Color film stock represents Oppenheimer’s own perspective. Played rather pensively by Murphy, Oppenheimer perhaps sees the world through rose tinted glasses. A Jewish leftist, he frequently makes moral justifications for his work, claiming that if the United States doesn’t build the bomb then Nazi Germany would almost certainly beat them to the punch. Yet when Germany surrenders in May 1945, he is surprised to learn that work on the bomb will continue, irreparably shaking his idealistic worldview to the core. Now he’s locked in with no way out, and he becomes withdrawn and reflective, realizing too late his own complicity in perpetuating the injustice he sought to destroy and his powerlessness in stopping it. Black and white, on the other hand, signals the perspective of Lewis Strauss (Robert Downey Jr.), Oppenheimer’s rival and a member of the Atomic Energy Commission founded shortly after the war’s end. Strauss, fueled by a personal grudge against Oppenheimer, sees the gray areas that his rival can’t. He accepts that the state of the world post-atomic bomb is far too complex to be fixed by idealistic solutions and instead chooses power and material gain. The interaction between the color and black-and-white sections of the film creates a push and pull effect that drives the narrative forward that is only intensified by the deft editing. For a three-hour movie, mostly consisting of dialogue heavy scenes of historical figures waxing philosophical in boardroom settings, it’s surprisingly kinetic. Nolan’s blockbuster chops are on full display, and the tension in knowing exactly how destructive Oppenheimer’s invention proves to be elevates the movie from stuffy drama to a suspense picture Hitchcock would envy.

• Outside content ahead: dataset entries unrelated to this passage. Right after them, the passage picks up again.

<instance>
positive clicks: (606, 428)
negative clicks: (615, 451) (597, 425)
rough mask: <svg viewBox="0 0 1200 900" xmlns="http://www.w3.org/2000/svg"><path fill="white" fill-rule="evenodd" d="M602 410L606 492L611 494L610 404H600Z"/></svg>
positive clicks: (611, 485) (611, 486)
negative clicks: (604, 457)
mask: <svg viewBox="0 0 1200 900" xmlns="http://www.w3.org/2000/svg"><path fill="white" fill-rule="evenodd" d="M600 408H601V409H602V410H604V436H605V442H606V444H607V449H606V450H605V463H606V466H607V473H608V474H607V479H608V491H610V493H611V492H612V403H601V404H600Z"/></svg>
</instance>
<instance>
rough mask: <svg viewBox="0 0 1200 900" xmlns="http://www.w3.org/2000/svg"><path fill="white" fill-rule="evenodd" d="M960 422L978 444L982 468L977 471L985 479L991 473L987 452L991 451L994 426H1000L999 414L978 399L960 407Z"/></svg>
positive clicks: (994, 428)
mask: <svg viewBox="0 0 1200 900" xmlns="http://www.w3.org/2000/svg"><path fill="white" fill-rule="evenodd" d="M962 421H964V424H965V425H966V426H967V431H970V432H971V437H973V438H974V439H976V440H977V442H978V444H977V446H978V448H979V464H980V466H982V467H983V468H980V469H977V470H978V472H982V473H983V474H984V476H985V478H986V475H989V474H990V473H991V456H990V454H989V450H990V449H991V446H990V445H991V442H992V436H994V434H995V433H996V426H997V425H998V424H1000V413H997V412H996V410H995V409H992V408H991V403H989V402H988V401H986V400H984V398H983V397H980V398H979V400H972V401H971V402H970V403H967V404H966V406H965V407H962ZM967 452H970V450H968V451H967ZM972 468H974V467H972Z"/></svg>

But for all of its interest in the moral implications of the atomic bomb, “Oppenheimer” can’t help but falter in its treatment of the characters’ humanity. We never get a strong grasp on Oppenheimer’s wife Kitty (Emily Blunt), nor his on-and-off lover Jean Tatlock (Florence Pugh), both of whom seem to only exist in the narrative to motivate Oppenheimer. There is something to Blunt’s performance — Kitty’s loyalty to Oppenheimer in spite of the toll his work takes on their home life comes off as especially tragic, and Blunt conveys her anger towards and emotional distance from her husband with aplomb — but Pugh’s Tatlock, who was arguably Oppenheimer’s most interesting personal relationship, feels underutilized. And here lies the film’s biggest problem: the breakneck pacing never gives us enough time to slow down and truly get to know the characters on a personal level. A who’s who of actors populates the movie, yet most of the characters come off as historical action figures. In Nolan’s films, there is always a cold distance between the audience and the characters. Cinema allows the audience to see their own humanity in those that are their exact opposite in every way, yet Nolan is a technical filmmaker to the point where his films overlook the subtler aspects of cinema. A large part of the appeal of biographical pictures is that they allow the audience to better understand how their subjects exist as human beings — the genre’s best films, like “The Social Network” and “Malcolm X,” help deepen our understanding of real people who have become abstracted by their own historical significance. Even Oppenheimer himself, famously charismatic in real life, remains trapped behind the icy blue eyes of Cillian Murphy. “Oppenheimer” may not understand its subject, but it understands the ripple effect his actions continue to have to this day.